Why Are People Angry at Male Feminists?

First there’s that song we’re all sick of: Robin Thicke’s “Blurred Lines,” which the singer had the nerve to suggest was a sexual liberation of women. This week there’s Hugo Schwyzer’s woman-blaming final salute to the Internet in New York Magazine.

There seems to be a sinister correlation between the number of times a man proclaims himself a feminist and the amount of hypocrisy and attention-seeking in his words and actions. Meghan Murphy at xoJane argues the “unpopular opinion” “It Pisses Me Off When Men Call Themselves Feminists,” saying “…[they] might be better off staying away from the title completely.” Though we should always view the phenomena critically, we shouldn’t prohibit guys point-blank from self-identifying as feminists. 

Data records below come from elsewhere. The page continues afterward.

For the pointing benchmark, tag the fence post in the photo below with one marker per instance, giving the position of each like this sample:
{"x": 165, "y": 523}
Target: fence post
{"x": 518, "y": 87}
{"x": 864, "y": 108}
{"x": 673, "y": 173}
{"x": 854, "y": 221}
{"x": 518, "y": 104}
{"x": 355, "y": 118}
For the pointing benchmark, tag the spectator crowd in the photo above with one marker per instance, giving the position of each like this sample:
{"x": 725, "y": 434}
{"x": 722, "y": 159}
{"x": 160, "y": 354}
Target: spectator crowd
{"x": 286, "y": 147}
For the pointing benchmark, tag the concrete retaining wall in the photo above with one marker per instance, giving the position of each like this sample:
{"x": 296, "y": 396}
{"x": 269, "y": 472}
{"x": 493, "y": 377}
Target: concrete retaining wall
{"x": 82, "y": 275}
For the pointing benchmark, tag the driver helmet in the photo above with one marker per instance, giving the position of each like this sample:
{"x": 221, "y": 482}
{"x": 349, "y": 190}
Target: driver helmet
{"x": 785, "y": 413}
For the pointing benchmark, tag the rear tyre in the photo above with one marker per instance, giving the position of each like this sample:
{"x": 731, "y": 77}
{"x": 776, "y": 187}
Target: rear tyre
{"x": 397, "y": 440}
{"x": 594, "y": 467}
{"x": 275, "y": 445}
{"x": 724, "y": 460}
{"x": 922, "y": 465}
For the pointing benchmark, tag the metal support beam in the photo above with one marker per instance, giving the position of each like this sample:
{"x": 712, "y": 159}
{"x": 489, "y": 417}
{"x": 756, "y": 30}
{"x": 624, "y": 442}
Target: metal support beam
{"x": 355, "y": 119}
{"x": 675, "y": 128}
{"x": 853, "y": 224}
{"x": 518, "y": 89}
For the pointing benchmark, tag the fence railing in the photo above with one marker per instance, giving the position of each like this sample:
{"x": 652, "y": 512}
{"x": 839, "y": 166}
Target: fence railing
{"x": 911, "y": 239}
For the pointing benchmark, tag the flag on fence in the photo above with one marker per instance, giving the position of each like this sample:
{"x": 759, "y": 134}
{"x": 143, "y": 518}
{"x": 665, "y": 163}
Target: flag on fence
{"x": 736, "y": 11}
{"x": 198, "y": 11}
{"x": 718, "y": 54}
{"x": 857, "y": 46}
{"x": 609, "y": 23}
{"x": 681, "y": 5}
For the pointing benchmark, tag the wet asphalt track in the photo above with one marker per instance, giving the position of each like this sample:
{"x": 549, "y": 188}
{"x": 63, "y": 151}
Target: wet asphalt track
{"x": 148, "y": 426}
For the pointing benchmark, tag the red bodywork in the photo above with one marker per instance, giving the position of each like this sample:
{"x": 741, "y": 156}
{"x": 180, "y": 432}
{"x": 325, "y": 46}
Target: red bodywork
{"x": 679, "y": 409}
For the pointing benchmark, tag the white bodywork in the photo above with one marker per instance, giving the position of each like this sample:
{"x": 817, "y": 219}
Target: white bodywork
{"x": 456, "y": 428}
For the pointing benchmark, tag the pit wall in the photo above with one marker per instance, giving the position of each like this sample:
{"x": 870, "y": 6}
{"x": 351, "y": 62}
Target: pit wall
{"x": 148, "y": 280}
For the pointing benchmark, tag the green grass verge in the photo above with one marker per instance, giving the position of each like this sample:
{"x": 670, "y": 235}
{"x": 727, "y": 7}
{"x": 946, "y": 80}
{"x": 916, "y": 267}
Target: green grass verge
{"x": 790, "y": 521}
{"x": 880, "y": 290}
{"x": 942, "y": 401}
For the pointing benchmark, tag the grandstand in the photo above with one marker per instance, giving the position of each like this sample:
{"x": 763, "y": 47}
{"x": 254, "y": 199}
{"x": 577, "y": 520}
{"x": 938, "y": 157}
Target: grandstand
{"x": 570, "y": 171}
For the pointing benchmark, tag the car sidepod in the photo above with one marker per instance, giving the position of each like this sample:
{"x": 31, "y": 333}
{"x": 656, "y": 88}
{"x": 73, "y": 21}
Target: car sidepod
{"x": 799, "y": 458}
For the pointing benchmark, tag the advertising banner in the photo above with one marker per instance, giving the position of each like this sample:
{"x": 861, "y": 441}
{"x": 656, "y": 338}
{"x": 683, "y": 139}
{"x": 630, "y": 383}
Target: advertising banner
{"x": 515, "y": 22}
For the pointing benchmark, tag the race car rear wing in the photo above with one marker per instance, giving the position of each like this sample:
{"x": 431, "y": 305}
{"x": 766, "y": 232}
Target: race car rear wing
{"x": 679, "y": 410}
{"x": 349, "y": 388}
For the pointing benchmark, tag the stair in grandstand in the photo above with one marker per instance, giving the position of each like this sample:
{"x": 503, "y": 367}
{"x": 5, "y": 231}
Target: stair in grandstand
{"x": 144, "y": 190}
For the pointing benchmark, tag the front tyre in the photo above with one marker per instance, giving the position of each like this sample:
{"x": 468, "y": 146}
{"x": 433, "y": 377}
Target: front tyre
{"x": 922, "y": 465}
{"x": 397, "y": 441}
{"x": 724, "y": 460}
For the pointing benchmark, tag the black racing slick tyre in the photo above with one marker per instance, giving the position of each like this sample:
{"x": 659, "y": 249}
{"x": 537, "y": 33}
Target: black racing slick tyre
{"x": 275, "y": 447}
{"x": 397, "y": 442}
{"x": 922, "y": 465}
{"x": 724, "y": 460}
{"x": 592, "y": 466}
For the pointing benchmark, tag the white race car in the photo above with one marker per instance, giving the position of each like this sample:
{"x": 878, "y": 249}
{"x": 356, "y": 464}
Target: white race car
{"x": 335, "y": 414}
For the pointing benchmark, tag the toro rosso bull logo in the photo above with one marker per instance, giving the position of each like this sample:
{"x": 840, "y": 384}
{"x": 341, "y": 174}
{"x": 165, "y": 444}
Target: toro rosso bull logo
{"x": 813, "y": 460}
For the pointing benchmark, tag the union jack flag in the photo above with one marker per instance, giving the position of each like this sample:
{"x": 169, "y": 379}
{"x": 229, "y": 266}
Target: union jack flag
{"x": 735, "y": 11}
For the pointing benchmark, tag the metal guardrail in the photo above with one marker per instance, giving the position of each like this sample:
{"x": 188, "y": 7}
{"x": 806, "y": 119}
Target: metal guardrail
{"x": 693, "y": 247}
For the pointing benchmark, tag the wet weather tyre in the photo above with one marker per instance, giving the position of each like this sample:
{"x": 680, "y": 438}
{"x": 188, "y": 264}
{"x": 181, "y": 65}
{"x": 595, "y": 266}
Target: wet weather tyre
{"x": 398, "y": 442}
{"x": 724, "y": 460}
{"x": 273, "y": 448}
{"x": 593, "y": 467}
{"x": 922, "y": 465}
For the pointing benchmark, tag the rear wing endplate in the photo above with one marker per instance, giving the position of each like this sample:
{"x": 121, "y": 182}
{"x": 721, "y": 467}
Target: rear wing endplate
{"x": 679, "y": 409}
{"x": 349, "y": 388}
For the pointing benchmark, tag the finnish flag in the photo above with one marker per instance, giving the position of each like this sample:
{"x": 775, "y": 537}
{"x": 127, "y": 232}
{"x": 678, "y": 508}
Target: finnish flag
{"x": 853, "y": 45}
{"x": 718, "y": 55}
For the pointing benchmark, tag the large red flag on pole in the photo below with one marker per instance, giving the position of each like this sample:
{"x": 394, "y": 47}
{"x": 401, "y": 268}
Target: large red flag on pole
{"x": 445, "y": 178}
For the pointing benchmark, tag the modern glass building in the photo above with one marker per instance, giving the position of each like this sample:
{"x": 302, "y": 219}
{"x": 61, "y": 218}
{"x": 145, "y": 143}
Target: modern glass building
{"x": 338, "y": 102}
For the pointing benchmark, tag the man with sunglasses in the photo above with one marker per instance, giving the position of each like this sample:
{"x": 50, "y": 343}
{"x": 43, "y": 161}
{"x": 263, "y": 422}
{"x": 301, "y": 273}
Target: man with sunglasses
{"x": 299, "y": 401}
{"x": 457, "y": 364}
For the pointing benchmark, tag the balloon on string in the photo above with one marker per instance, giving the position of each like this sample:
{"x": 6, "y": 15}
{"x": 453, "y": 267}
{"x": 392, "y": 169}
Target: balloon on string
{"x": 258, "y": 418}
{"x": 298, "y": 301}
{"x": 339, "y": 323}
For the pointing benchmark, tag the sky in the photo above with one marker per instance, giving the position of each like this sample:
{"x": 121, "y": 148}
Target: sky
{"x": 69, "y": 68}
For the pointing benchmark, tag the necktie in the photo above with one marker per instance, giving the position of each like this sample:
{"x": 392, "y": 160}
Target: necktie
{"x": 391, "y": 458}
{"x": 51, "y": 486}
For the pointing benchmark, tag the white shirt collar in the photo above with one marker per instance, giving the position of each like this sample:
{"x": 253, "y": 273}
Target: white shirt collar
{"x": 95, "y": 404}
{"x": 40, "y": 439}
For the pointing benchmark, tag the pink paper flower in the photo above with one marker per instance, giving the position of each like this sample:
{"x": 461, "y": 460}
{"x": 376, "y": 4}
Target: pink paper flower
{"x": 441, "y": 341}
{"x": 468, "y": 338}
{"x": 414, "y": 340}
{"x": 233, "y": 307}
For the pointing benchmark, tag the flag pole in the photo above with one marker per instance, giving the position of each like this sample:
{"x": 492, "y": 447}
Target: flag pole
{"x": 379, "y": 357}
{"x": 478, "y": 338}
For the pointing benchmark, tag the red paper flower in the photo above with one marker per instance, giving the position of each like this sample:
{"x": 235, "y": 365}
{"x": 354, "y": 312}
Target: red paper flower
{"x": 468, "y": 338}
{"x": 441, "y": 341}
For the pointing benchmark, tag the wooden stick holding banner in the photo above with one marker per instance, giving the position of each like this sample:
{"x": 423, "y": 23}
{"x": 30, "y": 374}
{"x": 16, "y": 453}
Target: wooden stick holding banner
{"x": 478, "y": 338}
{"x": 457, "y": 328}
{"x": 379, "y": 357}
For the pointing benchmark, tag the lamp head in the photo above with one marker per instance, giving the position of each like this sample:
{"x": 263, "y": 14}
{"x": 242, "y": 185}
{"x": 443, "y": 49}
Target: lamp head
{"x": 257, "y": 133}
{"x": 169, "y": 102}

Yes, there are many men who, to borrow Murphy’s words, “self-identify as feminist as a means of gaining credibility or avoiding accountability.” That’s the gentleman who thinks his mansplaining will have more impact if he prefaces with “I’m a feminist so…” and the dude who cries, “But what I did can’t be sexist, cause, well, I’m a feminist!” It’s annoying as hell, but we shouldn’t let some men’s misuse of the label nullify it as a designation for other guys. A total ban because some individuals are idiots is reductive, besides which, if we forbid the title, the only men who will stop using it are the ones who actually back up their words with actions. The pseudo-feminists will just keep on shouting from their megaphones (because they’re so far removed from the actual feminist community that they never got the memo).

But here’s the catch.

It’s cool for a man to call himself a feminist under the assumption that when he describes himself as such, he’s using it to designate himself as an ally, not to claim savior status, or an understanding of the perspectives of women, or a desire to guide the movement and run the dialogue. In other words, he must use it with the knowledge that, due to the inherent power imbalances of our system, “feminist,” in fact, means different things for men and women.

For men, who already enjoy the benefits for which the movement fights, to be a feminist is to be a supporter of women’s rights and equality for all, to appreciate the added freedom guys gain through the movement, but to do so in a way that does not make feminism all about them. 

'Cause then that’s just a typical Wednesday.